Question

The sides of a regular hexagon are equal in length. The perimeter of the hexagon is at most 24 inches. Find the possible side lengths of the hexagon. Let the lengths of the sides be x.

Answer 1

`0 < \text{x} \le 4`

If x is an integer, then x is any value in the set {1,2,3,4}

======================================================

Work Shown:

x = length of each side

6x = perimeter of the regular hexagon

The perimeter must be greater than 0.

Also, the perimeter must be less than or equal to 24. This is because of the phrasing "perimeter is at most 24 inches".

In other words, the perimeter is between 0 and 24, excluding 0 and including 24.

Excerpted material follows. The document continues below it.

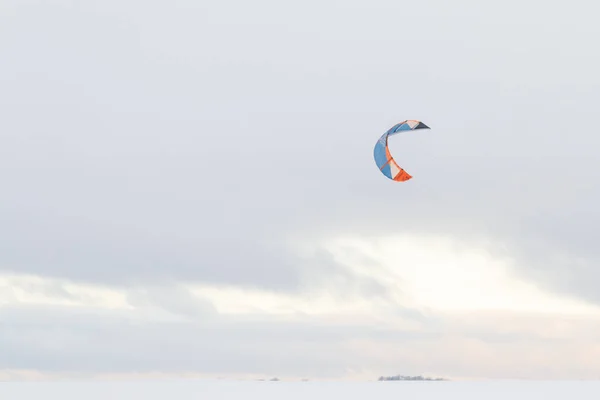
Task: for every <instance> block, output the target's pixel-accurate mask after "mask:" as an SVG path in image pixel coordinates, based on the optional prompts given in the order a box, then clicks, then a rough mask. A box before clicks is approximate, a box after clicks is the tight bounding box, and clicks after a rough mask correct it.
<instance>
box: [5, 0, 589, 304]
mask: <svg viewBox="0 0 600 400" xmlns="http://www.w3.org/2000/svg"><path fill="white" fill-rule="evenodd" d="M38 3H39V2H31V1H28V0H24V1H23V0H20V1H16V0H13V1H10V0H9V1H5V2H4V3H3V12H2V15H1V16H0V54H2V55H1V56H0V57H1V58H2V59H1V60H0V61H1V62H0V89H1V90H0V106H2V109H3V116H2V119H0V182H1V183H2V201H1V202H0V268H1V269H2V270H4V271H14V272H22V273H34V274H38V275H41V276H53V277H61V278H68V279H71V280H79V281H86V282H94V283H102V284H108V285H121V286H128V287H129V286H131V285H136V284H142V283H143V284H144V285H145V284H152V285H158V284H159V283H160V282H168V284H169V285H171V284H173V282H174V281H196V282H197V281H202V282H211V283H218V284H229V285H252V286H258V287H261V288H268V289H270V290H282V291H294V290H298V289H299V288H302V285H304V284H307V282H318V280H319V279H322V280H324V281H326V280H329V281H330V282H335V284H336V285H338V286H344V287H349V288H352V290H356V291H357V293H361V294H362V295H365V296H379V295H382V296H385V292H386V289H385V288H384V287H381V285H380V284H379V283H378V282H376V281H373V280H370V279H367V278H365V277H361V276H355V274H353V273H352V272H350V271H347V270H345V269H344V268H343V267H341V266H338V265H335V263H332V262H331V260H330V259H328V258H327V257H328V256H326V255H317V256H315V258H314V259H312V260H304V259H300V258H297V257H296V256H295V255H292V253H291V252H290V251H289V249H288V248H287V247H286V246H285V245H284V243H285V242H286V241H288V240H291V238H294V237H303V236H304V237H308V238H310V239H311V240H315V241H317V240H318V239H319V238H320V237H330V236H335V235H340V234H344V235H348V234H350V235H352V234H353V235H360V236H373V235H382V234H393V233H407V232H408V233H415V234H417V233H418V234H431V233H434V234H444V235H449V236H452V237H454V238H457V239H459V240H465V241H468V240H477V241H482V240H485V241H487V242H491V243H492V245H491V248H490V251H494V252H496V253H497V254H499V255H503V256H505V255H508V256H510V257H514V258H516V260H517V268H518V271H517V272H518V273H520V274H522V276H523V277H525V278H527V279H531V280H534V281H535V282H536V283H537V284H539V285H543V286H544V287H546V288H550V289H552V290H555V291H561V292H567V293H569V294H571V295H574V296H580V297H583V298H586V299H589V300H591V301H595V302H597V301H598V300H599V299H598V295H597V291H596V290H595V288H594V286H593V282H597V281H598V278H599V277H598V275H597V274H596V272H595V271H596V269H595V268H594V266H595V265H596V264H597V263H598V261H599V254H598V250H597V246H596V243H595V242H594V238H595V237H596V236H597V228H596V227H597V226H598V222H600V217H599V216H600V214H599V213H598V207H597V204H598V202H599V200H600V192H598V189H597V188H596V187H597V185H596V184H595V182H597V181H598V178H600V176H599V174H600V172H599V171H600V168H598V166H599V162H598V157H597V154H596V153H597V148H598V145H599V144H600V136H598V135H596V134H595V133H594V130H593V129H594V128H593V127H594V126H595V123H596V114H597V104H598V101H599V100H600V90H599V88H600V80H599V78H598V74H597V71H598V69H599V67H600V64H599V63H600V60H599V59H598V57H597V54H596V53H595V52H594V51H590V49H593V48H595V46H596V43H595V41H594V38H596V37H598V33H599V32H598V25H597V24H596V21H595V20H594V19H593V18H595V17H594V15H595V14H594V13H593V12H589V4H588V3H586V2H582V1H581V2H580V1H574V2H571V3H570V4H569V6H570V10H571V13H565V12H564V11H563V10H562V9H560V8H559V7H555V6H553V5H547V6H546V7H544V10H543V12H540V9H539V7H537V6H536V5H534V4H523V3H522V2H519V3H517V2H512V1H509V2H508V3H503V6H502V7H493V8H490V7H489V6H487V5H482V4H483V3H480V2H475V1H473V0H469V1H466V0H463V1H459V2H455V3H453V5H452V6H448V5H447V4H446V3H443V2H439V1H420V2H413V3H410V4H408V3H407V4H404V3H398V2H392V1H387V0H377V1H372V2H368V3H367V2H359V1H349V2H344V3H343V4H342V3H340V2H337V1H329V0H326V1H319V2H316V1H307V2H302V3H301V4H300V3H299V4H297V5H293V6H292V5H289V4H285V5H282V4H283V3H280V2H276V1H273V0H268V1H267V0H260V1H258V2H252V3H251V4H250V3H246V2H242V1H234V2H229V3H227V4H225V3H220V2H192V1H187V0H183V1H178V2H176V4H175V3H166V2H165V3H153V2H150V3H148V2H140V1H137V0H127V1H118V2H117V1H112V0H111V1H102V2H100V1H90V2H86V3H85V4H77V5H74V4H73V3H72V2H70V1H60V0H59V1H53V2H49V3H44V4H38ZM231 10H235V11H231ZM557 21H558V22H557ZM405 118H418V119H422V120H424V121H426V122H427V123H428V125H430V126H431V127H432V128H433V129H432V130H431V131H430V132H427V133H424V134H419V135H416V134H415V135H405V136H403V137H397V138H395V139H397V140H394V141H393V142H392V143H391V146H392V151H393V152H394V154H395V155H396V158H397V160H399V162H401V165H402V166H404V167H405V168H406V169H407V170H408V171H409V172H410V173H412V174H413V175H414V176H415V179H414V180H413V181H410V182H408V183H406V184H394V183H392V182H389V181H387V180H386V179H385V178H383V177H382V176H381V174H380V173H379V172H378V171H377V169H376V168H375V166H374V163H373V159H372V149H373V145H374V143H375V140H376V139H377V137H378V136H379V135H380V134H381V133H382V132H383V131H385V129H387V128H388V127H389V126H391V125H393V124H394V123H395V122H397V121H398V120H401V119H405ZM309 278H310V279H309ZM308 284H310V283H308ZM167 290H171V289H167ZM174 295H175V299H177V300H174V302H175V304H172V305H165V306H166V307H172V308H174V309H180V310H182V311H183V310H184V309H185V306H183V303H185V302H187V300H186V298H185V294H183V293H174ZM169 296H170V295H169ZM169 296H167V295H165V297H169ZM179 296H181V297H179ZM138 301H141V300H140V299H138ZM183 312H192V313H194V312H196V311H195V310H193V309H192V310H191V311H190V310H186V311H183Z"/></svg>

`0 < \text{ perimeter } \le 24\\\\0 < 6\text{x} \le 24\\\\0/6 < 6\text{x}/6 \le 24/6\\\\0 < \text{x} \le 4\\\\`

If x is an integer, then x can be any value in the set {1,2,3,4}

Examples:

• The side length x = 2 leads to a perimeter 6x = 6*2 = 12 inches. This shows why x = 2 is in the set shown above.
• The side length x = 5 leads to a perimeter 6x = 6*5 = 30 inches. This shows why x = 5 (and larger) is not in the set shown above.